Scotiabank earned C$1.57 per share on an adjusted basis in its fiscal fourth quarter, according to a statement Tuesday, less than the C$1.60 average estimate of analysts in a Bloomberg survey. Scotiabank’s results also included a one-time impairment charge of C$379 million ($270 million) related to its investment in Bank of Xi’an Co. in China.
It’s been almost one year since Chief Executive Officer Scott Thomson announced a new strategy, which has seen the bank prioritize investments in Canada, the US and Mexico over its Latin American operations and try to win more customers with multiple products.

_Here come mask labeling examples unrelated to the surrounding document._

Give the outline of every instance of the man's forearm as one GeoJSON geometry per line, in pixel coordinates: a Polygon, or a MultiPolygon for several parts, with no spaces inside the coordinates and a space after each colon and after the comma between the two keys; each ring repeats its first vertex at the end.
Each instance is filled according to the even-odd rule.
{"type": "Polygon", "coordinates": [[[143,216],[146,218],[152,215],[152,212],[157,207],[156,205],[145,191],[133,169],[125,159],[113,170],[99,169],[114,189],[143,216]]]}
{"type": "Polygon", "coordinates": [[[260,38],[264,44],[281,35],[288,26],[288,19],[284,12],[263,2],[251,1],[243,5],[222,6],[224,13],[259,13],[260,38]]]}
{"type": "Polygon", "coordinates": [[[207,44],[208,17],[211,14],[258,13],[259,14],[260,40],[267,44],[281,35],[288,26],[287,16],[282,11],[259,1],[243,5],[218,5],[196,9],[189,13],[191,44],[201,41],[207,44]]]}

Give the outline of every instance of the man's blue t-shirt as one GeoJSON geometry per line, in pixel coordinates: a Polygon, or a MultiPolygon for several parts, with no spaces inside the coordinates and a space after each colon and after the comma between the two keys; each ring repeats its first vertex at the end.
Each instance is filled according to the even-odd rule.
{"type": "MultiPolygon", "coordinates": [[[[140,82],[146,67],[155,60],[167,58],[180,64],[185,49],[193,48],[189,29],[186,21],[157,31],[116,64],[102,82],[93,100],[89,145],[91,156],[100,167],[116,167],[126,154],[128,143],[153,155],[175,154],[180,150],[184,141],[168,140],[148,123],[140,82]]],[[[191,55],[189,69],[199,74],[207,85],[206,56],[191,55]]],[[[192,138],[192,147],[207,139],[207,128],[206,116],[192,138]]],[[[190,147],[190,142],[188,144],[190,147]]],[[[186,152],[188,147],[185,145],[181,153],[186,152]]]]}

“Our results demonstrate both early progress and areas where more work needs to be done,” Thomson said on a conference call with analysts. “Overall, earnings grew marginally in 2024, consistent with our expectations.”
He reiterated the bank’s guidance for between 5% and 7% earnings growth in fiscal 2025 and said he expects Scotiabank will resume dividend increases “over multiple years” as earnings grow.
Scotiabank’s non-interest expenses totaled C$5.3 billion for the three months through October, more than the C$4.85 billion average estimate of four analysts in a Bloomberg survey. The bank cited higher performance-based compensation, technology and advertising costs as well as taxes.
The firm has worked to slash costs in its international division over the past year as it looks to improve productivity in the region, which includes operations in Mexico, Peru, Chile, Colombia and the Caribbean. It’s also trying to rein in expenses in its domestic business.
Jefferies Financial Group Inc. analyst John Aiken said in a note to clients that the share-price decline on the earnings miss was to be expected, but “as the market parses through the numbers the fact that the bulk of the disappointment centers around a higher-than-expected tax rate should garner some relief.”